In fact it is not because under section 113, an offender is not sentenced. It merely provides for an offender to appear for sentencing
if the conditions imposed by the court are breached. If not breached then the offender remains free of sanction. In the case of
a suspended sentence, an offender is actually sentenced but the sentence is suspended from coming into force on certain conditions.
That is an entirely different creature.
- Considering the circumstances of this matter and the serious nature of the defendants transgressions it would in my respectful view
be sending an entirely inappropriate and wrong message not to impose a sentence upon the defendant. I decline the exercise of that
power of the court noting that it is more frequently invoked in cases involving less serious offending.

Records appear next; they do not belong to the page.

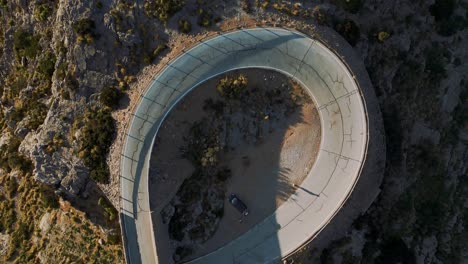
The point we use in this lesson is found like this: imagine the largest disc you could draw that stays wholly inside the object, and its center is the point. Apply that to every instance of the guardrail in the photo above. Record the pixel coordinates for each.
(164, 63)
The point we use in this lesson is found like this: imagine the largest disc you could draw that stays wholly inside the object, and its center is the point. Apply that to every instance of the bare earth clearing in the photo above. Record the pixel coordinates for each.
(266, 140)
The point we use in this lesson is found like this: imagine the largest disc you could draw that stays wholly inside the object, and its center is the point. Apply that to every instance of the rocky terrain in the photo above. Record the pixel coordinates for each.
(67, 83)
(238, 117)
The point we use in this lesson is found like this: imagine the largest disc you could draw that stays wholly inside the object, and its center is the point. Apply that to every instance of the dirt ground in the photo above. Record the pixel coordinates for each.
(263, 174)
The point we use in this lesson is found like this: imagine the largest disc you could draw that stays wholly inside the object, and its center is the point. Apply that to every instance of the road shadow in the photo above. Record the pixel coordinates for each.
(266, 168)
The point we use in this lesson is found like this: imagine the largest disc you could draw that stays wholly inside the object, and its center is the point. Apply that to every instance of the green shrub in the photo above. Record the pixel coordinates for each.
(159, 49)
(96, 138)
(4, 4)
(185, 26)
(84, 28)
(204, 18)
(163, 9)
(7, 214)
(349, 30)
(442, 9)
(42, 12)
(232, 87)
(46, 65)
(26, 44)
(352, 6)
(382, 36)
(48, 197)
(320, 15)
(110, 97)
(111, 212)
(435, 63)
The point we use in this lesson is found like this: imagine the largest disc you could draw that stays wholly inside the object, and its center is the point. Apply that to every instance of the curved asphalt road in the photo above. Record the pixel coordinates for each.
(337, 168)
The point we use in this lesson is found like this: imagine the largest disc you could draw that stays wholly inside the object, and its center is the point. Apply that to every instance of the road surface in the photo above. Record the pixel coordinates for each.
(342, 153)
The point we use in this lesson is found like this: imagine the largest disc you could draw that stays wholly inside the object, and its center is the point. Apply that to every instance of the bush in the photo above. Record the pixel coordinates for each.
(382, 36)
(96, 137)
(185, 26)
(48, 197)
(204, 18)
(26, 44)
(435, 63)
(85, 30)
(232, 87)
(46, 65)
(42, 12)
(349, 30)
(111, 212)
(110, 97)
(352, 6)
(163, 9)
(320, 15)
(442, 9)
(447, 24)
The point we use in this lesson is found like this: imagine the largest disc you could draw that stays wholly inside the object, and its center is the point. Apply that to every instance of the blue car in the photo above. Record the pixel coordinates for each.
(238, 204)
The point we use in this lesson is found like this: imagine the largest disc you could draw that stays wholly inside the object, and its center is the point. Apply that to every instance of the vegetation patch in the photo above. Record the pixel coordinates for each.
(236, 112)
(97, 134)
(26, 44)
(85, 29)
(163, 9)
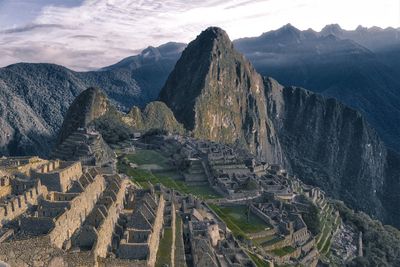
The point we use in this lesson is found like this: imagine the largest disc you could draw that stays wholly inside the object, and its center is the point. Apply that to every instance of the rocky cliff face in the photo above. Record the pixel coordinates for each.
(332, 146)
(156, 115)
(34, 98)
(90, 105)
(216, 93)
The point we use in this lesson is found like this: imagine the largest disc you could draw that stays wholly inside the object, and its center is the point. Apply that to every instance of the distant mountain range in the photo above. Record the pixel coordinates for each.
(216, 94)
(35, 97)
(360, 68)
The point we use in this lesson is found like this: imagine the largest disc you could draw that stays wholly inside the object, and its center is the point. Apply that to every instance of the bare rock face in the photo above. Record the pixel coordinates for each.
(216, 93)
(156, 115)
(90, 105)
(330, 145)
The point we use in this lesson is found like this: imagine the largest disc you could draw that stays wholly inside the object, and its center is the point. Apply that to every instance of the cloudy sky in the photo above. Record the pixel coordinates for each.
(88, 34)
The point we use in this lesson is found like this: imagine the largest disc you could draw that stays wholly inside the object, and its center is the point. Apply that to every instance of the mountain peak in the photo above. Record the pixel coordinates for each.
(213, 35)
(217, 95)
(89, 105)
(334, 29)
(151, 52)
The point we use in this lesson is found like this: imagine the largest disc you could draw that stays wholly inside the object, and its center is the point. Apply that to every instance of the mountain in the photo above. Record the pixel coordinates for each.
(334, 67)
(89, 106)
(35, 97)
(216, 94)
(330, 145)
(156, 115)
(373, 38)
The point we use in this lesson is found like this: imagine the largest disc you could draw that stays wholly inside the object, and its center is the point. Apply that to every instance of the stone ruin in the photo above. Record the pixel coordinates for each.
(71, 214)
(86, 145)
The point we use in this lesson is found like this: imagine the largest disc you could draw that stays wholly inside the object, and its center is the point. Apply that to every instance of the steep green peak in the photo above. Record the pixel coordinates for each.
(89, 105)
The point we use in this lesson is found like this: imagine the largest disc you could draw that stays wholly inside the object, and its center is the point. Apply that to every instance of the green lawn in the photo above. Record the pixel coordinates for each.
(142, 177)
(164, 250)
(179, 249)
(274, 240)
(237, 220)
(259, 262)
(143, 156)
(283, 251)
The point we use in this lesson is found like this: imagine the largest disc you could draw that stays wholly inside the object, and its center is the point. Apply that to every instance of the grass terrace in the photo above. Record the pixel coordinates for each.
(164, 250)
(283, 251)
(148, 157)
(259, 262)
(168, 179)
(238, 221)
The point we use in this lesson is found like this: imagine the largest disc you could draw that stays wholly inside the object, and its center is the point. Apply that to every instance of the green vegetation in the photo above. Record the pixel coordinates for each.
(238, 220)
(143, 177)
(259, 262)
(112, 128)
(283, 251)
(274, 240)
(312, 217)
(381, 242)
(179, 249)
(164, 250)
(142, 156)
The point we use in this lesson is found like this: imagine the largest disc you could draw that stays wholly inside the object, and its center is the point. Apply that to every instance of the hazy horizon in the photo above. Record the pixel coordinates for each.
(89, 34)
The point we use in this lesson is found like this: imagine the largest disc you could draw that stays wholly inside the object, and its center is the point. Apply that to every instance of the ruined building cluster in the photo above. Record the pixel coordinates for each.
(61, 211)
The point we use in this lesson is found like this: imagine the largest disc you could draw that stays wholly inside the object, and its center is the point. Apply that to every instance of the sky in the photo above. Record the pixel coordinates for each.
(89, 34)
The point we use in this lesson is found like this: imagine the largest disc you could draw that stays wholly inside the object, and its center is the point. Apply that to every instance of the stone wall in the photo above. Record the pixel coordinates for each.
(261, 215)
(67, 223)
(106, 229)
(157, 228)
(19, 204)
(5, 186)
(57, 176)
(173, 227)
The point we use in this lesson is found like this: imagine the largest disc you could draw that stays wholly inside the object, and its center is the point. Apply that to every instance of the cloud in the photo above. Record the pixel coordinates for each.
(32, 27)
(91, 34)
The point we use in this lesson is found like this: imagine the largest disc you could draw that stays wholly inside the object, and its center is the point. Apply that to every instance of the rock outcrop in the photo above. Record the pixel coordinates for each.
(216, 93)
(156, 115)
(34, 98)
(329, 145)
(90, 105)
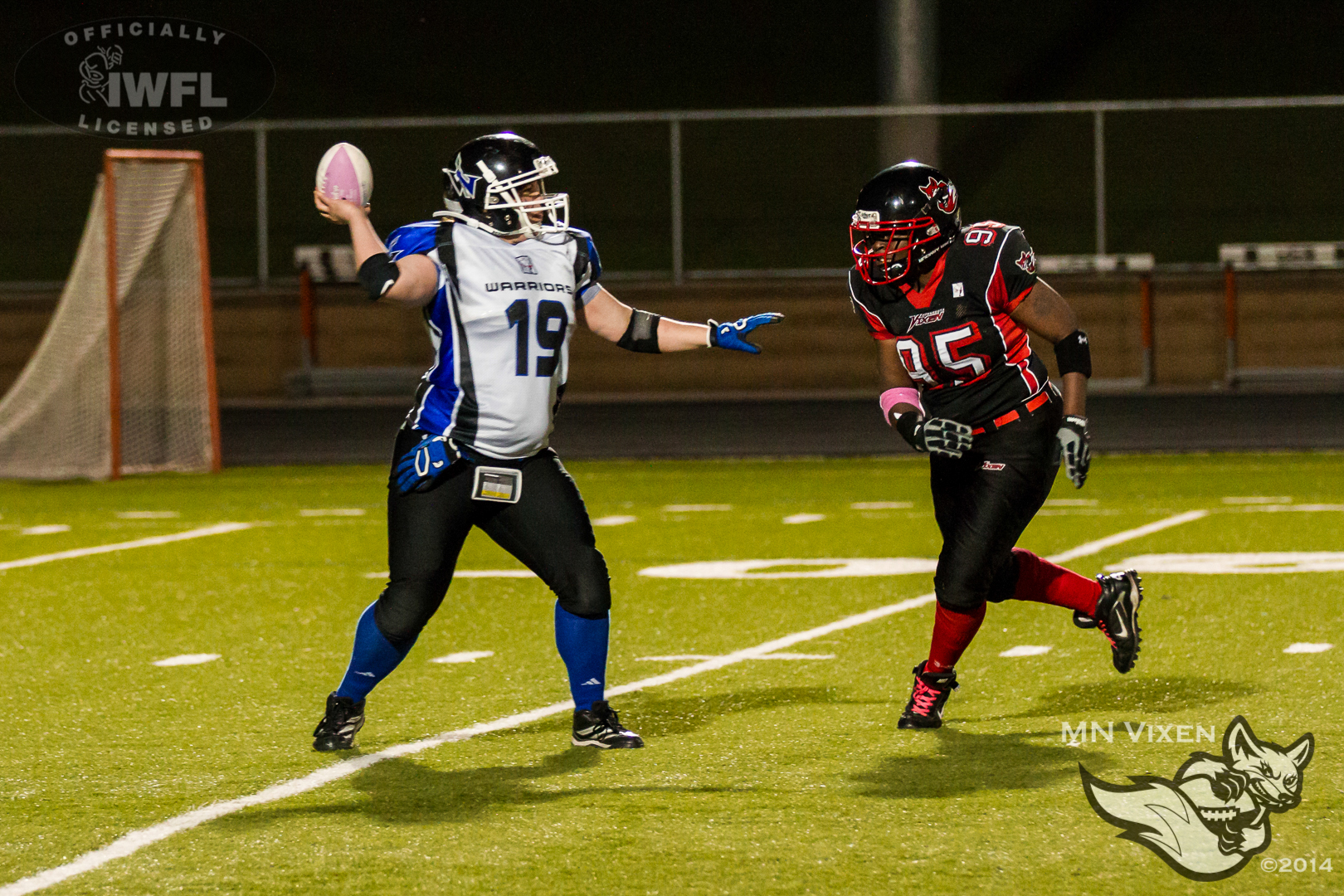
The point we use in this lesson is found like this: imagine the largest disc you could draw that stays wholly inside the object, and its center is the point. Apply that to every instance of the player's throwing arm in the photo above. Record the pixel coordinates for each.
(949, 308)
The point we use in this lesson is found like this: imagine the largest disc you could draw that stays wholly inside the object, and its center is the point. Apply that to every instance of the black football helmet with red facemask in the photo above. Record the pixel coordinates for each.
(905, 219)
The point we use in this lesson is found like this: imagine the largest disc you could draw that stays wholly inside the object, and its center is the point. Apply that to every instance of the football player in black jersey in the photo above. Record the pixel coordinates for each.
(949, 308)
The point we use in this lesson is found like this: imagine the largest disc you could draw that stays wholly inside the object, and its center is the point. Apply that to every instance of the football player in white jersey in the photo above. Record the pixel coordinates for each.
(502, 280)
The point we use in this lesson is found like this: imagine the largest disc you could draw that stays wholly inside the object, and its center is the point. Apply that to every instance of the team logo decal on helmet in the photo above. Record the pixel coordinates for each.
(464, 183)
(947, 201)
(905, 219)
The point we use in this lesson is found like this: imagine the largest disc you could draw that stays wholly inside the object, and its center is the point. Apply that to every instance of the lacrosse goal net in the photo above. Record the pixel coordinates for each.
(124, 377)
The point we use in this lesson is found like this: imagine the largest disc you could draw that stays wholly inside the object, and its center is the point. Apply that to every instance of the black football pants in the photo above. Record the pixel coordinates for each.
(984, 500)
(548, 529)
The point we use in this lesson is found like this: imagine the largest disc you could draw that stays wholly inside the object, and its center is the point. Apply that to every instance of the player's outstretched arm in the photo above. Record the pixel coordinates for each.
(1045, 312)
(411, 280)
(647, 332)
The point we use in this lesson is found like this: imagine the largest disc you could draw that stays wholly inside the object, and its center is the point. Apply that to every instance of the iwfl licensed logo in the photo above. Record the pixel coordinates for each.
(947, 201)
(144, 78)
(1214, 817)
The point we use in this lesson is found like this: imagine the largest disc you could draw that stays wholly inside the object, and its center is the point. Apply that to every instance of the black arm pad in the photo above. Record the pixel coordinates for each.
(908, 425)
(1073, 355)
(643, 334)
(378, 273)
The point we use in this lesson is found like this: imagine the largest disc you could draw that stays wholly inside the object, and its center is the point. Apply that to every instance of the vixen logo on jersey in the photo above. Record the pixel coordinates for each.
(1214, 817)
(947, 202)
(923, 320)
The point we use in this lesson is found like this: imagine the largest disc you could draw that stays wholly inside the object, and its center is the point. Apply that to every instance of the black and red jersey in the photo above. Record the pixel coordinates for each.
(956, 338)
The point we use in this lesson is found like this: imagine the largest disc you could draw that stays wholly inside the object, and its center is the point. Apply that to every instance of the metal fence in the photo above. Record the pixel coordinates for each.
(1099, 114)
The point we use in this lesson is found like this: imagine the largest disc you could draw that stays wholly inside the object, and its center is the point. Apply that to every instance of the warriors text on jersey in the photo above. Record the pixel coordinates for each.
(500, 324)
(956, 338)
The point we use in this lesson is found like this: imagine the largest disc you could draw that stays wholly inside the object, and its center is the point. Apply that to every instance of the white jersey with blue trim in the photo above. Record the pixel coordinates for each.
(500, 323)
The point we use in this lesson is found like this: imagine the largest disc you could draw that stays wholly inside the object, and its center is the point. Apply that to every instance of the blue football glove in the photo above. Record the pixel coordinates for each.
(426, 465)
(730, 334)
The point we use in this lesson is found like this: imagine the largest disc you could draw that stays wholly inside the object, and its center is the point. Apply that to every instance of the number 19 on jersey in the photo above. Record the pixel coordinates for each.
(553, 324)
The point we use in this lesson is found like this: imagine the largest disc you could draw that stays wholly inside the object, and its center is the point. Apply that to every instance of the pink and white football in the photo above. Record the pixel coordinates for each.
(344, 173)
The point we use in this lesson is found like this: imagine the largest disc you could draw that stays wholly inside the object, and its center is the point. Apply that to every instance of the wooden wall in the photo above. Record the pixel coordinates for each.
(1287, 320)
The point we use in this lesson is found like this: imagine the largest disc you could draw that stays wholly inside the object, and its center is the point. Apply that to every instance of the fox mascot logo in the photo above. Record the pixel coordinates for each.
(1214, 817)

- As to an appropriate sentence I am of the view a monetary fine is appropriate. I note counsels indication his client is in a position
to meet a “hefty fine.” The information available on the defendants financial status likewise reinforces his ability
to meet monetary penalties even of a significant nature.
- The defendant is on each charge convicted and fined $10,000.00 payable by 12:00 noon Wednesday 04 March 2015, in default of payment
6 months imprisonment per charge. In addition he will pay $6,000 prosecution costs $3,000 court costs and $1,000 probation costs
also payable by 12:00 noon 04 March 2015, in default he will serve a further 6 months in prison.